市場参加者によると、マイクロソフト債は米国債利回りを1.9ベーシスポイント(bp)下回った。少なくとも一部の投資家は、マイクロソフトと米政府のデフォルト(債務不履行)リスクをほぼ同等とみなし、むしろマイクロソフトを米国よりわずかながら安全と判断したことになる。
TDセキュリティーズのハンス・ミッケルセン氏は「つまり、投資した資金を回収できる確率は米国債とマイクロソフト債でほぼ同じだということだ」と解説する。
これは本来、起こるはずのない現象だ。米国債は他のあらゆる信用資産の基準となる「リスクフリー資産」だからだ。社債が米国債のデフォルトリスクが同等という異常な状況には、いくつかの説明が考えられる。
1つ目は単純に、市場がマイクロソフト債を誤って評価したという見方だ。理論的には企業は破綻し得るが、米政府は破綻しないため、マイクロソフト債の利回りが米国債を下回ることは本来あり得ない。
2つ目の説明は需給の問題だ。年金基金や保険会社のような大口投資家は、既に米国債の保有比率が高い場合などに社債の保有を増やす必要があり、多少高値でも買いに動くことがある。
また、信用力や将来のキャッシュフロー見通しの観点からの説明もある。マイクロソフトは現在、主要格付け会社で最上位のAAAクラスの格付けを維持しており、一部でAAクラスとされる米政府を上回る。
もし人工知能(AI)が将来の世界経済の基盤技術となり、GPU(画像処理半導体)が新たな石油となるなら、マイクロソフトは米政府が税収を得るのと同じように、顧客から持続的に収益を得られるかもしれない。
3つ目の説明は、米国の財政に焦点を当てたものだ。現在の米国は政府閉鎖のさなかにあり、累積債務の急増によって債務上限がほぼ恒常的に引き上げられている。
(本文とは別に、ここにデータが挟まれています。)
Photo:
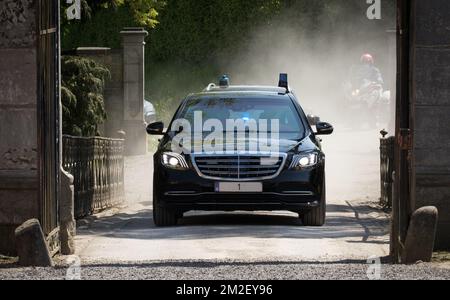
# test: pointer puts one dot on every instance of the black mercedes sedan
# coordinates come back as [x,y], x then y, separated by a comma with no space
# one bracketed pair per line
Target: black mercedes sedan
[240,148]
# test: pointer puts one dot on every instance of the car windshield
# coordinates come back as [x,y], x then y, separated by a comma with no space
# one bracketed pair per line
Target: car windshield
[248,109]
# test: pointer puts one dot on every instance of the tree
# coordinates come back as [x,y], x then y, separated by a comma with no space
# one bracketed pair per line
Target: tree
[83,82]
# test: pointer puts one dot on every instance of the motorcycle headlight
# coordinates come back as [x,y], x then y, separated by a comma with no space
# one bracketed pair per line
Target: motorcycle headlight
[304,161]
[174,161]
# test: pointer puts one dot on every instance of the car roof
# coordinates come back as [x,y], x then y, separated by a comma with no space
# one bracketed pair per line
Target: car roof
[243,90]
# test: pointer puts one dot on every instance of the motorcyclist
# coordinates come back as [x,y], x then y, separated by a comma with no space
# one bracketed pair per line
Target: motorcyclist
[366,72]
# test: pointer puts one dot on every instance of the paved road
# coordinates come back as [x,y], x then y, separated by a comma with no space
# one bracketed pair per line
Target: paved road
[355,229]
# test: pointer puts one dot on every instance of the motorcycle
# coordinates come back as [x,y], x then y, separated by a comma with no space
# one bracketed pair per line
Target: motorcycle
[368,105]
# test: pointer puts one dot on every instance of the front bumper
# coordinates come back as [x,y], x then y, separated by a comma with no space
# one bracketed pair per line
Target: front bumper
[291,190]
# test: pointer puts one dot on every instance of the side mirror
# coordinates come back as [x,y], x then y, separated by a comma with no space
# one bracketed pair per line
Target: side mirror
[156,128]
[324,128]
[313,120]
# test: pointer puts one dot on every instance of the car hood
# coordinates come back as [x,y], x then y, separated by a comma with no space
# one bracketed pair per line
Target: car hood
[284,145]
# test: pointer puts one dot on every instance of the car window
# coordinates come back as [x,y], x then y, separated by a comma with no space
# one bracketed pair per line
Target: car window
[248,108]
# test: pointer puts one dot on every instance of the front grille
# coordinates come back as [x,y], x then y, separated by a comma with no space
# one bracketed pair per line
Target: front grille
[239,167]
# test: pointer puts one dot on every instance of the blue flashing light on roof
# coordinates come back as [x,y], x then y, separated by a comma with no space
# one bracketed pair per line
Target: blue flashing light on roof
[283,83]
[224,81]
ミッケルセン氏は「米国は持続不可能な財政の軌道上にあり、わずかとはいえデフォルトリスクがある。一方、マイクロソフトは純粋な米企業ではなく、収益の49%は海外から得ており、その中にはドイツのようなAAA格付け国も含まれる」と説明した。
ソブリン・アメリカ(米政府)よりもコーポレート・アメリカ(米企業)の方がうまくやっている現状を、市場が反映している形だ。投資家は、過去最高値を更新する株式や、スプレッドがゼロに迫る社債など、民間部門への投資を好む一方で、米国債やドルといった政府系資産への熱意は明らかに薄れている。
Source: Bloomberg
この乖離(かいり)はあまりに鮮明で、JPモルガンのニコラオス・パニグリツグルー氏をはじめとする一部アナリストは、企業信用と米国債を比較する従来の手法がもはや成り立たない可能性を指摘している。
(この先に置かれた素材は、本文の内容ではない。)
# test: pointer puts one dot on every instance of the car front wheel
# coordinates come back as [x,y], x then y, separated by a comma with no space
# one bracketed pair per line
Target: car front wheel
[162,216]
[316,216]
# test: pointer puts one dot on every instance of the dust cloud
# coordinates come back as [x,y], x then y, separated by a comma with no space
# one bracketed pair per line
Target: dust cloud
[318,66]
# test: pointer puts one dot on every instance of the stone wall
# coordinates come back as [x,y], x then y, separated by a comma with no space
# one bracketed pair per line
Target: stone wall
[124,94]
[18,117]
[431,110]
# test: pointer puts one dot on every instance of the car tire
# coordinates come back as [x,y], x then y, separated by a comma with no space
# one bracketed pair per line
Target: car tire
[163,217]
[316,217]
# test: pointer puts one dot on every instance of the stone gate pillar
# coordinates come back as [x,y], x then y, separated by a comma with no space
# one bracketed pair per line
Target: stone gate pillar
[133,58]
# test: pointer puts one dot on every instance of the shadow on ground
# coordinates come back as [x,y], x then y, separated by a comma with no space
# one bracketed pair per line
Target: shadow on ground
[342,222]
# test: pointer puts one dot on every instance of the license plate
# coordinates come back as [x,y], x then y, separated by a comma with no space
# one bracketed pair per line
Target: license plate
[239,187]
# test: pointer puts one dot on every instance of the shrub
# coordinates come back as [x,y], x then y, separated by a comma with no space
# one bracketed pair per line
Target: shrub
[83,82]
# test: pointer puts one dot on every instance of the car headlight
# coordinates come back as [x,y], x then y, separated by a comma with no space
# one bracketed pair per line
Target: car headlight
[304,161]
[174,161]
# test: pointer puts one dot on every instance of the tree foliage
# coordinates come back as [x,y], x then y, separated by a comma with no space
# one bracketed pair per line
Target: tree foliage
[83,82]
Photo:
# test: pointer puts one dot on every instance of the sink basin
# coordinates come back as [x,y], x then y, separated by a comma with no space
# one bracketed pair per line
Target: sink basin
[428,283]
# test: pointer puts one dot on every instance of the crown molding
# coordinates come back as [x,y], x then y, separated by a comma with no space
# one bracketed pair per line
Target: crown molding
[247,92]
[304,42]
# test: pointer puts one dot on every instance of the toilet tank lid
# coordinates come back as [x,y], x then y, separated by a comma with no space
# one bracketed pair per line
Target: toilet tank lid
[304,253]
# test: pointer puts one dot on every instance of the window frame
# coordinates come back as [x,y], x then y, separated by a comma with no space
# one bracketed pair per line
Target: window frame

代替的なベンチマークとして、スワップスプレッドなどの指標を用いることで、「政治的あるいは政府固有の要因を排除し」、より純粋に信用価値を測定できるとの見方もある。
ブルームバーグの記者
ケイレブ・ムトゥア氏が先週指摘したように、この指標で見ると信用市場の状況はそれほど極端ではない。高格付け社債のスプレッドは約1.52ポイントと、ここ数年の水準とほぼ一致している。
結論として、米国債は理論上今でもリスクフリー資産であるものの、実際にはマイクロソフトの方がリスクフリーに見える状況だ。世界で最も信用できるのは、紙幣を刷る政府ではなく、AIを駆使するソフトウエア企業になりつつあるのかもしれない。